Gene expression is inherently dynamic, due to complex regulation and stochastic biochemical events. However, the effects of these dynamics on cell phenotypes can be difficult to determine. Researchers have historically been limited to passive observations of natural dynamics, which can preclude studies of elusive and noisy cellular events where large amounts of data are required to reveal statistically significant effects. Here, using recent advances in the fields of machine learning and control theory, we train a deep neural network to accurately predict the response of an optogenetic system in Escherichia coli cells. We then use the network in a deep model predictive control framework to impose arbitrary and cell-specific gene expression dynamics on thousands of single cells in real time, applying the framework to generate complex time-varying patterns. We also showcase the framework’s ability to link expression patterns to dynamic functional outcomes by controlling expression of the tetA antibiotic resistance gene.

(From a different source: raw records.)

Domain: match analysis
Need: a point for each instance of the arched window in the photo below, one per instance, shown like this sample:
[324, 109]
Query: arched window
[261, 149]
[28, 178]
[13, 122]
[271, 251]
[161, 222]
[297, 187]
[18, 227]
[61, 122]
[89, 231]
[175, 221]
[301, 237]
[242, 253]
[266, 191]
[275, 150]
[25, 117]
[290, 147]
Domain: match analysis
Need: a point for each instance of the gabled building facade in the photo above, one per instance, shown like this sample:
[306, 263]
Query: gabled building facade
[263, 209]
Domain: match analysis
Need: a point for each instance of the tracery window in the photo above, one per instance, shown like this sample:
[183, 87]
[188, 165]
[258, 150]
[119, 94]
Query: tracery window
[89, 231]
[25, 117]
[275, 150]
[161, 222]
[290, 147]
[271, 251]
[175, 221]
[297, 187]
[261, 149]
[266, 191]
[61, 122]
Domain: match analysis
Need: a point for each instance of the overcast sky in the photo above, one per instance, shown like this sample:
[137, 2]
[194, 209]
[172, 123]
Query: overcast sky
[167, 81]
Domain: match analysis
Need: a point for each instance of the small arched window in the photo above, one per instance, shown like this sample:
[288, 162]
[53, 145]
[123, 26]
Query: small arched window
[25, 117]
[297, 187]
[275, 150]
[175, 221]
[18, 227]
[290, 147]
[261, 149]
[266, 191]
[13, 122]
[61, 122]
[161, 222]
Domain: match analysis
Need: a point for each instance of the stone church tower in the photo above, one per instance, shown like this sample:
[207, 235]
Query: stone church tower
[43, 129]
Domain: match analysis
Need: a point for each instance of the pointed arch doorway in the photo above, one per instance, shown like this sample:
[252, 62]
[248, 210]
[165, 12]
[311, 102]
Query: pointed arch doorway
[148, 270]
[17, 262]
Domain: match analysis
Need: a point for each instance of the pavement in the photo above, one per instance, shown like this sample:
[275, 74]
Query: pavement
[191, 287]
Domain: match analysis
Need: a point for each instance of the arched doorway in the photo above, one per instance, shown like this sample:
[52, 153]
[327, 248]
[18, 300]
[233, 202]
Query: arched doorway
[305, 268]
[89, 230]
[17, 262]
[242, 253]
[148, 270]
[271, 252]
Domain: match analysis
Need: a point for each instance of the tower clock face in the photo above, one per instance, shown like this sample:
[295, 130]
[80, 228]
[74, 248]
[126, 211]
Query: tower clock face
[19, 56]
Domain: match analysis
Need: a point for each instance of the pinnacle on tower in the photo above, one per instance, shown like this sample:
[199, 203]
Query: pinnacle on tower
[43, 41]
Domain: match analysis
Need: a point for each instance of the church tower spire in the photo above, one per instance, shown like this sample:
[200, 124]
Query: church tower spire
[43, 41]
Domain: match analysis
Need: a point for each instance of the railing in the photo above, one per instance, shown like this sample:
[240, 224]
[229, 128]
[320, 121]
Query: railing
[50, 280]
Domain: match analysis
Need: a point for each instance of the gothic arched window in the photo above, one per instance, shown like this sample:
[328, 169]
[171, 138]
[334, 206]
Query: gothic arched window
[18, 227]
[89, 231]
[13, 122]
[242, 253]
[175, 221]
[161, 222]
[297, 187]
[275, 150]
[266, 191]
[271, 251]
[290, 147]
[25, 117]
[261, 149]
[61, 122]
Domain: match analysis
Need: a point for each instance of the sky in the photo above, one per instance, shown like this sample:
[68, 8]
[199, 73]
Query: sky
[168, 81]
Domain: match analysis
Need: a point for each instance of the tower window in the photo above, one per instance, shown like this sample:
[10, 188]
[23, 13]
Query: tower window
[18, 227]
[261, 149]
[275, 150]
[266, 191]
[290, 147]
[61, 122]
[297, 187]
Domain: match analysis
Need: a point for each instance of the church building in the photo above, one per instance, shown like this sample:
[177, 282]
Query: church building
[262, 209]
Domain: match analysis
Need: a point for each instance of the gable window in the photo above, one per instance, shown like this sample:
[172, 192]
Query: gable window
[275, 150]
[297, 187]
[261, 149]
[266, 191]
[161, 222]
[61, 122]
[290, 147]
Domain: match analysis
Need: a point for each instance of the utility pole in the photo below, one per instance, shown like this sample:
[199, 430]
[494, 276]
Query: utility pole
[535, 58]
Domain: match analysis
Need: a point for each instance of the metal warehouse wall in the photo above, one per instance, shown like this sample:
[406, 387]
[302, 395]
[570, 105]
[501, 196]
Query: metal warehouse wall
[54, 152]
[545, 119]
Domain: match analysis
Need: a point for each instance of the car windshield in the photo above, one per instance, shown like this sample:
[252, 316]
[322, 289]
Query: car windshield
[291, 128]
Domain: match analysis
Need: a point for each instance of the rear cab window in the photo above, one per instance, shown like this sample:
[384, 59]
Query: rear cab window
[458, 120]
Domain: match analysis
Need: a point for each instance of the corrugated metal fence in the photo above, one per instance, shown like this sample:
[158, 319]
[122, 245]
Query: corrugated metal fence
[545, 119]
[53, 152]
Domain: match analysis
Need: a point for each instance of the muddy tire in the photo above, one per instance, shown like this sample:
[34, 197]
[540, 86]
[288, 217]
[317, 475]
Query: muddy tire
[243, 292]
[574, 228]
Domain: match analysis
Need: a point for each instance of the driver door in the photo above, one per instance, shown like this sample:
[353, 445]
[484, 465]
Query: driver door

This study highlights how deep learning-enabled feedback control can be used to tailor distributions of gene expression dynamics with high accuracy and throughput without expert knowledge of the biological system.

Suggested Citation

  • Jean-Baptiste Lugagne & Caroline M. Blassick & Mary J. Dunlop, 2024. "Deep model predictive control of gene expression in thousands of single cells," Nature Communications, Nature, vol. 15(1), pages 1-15, December.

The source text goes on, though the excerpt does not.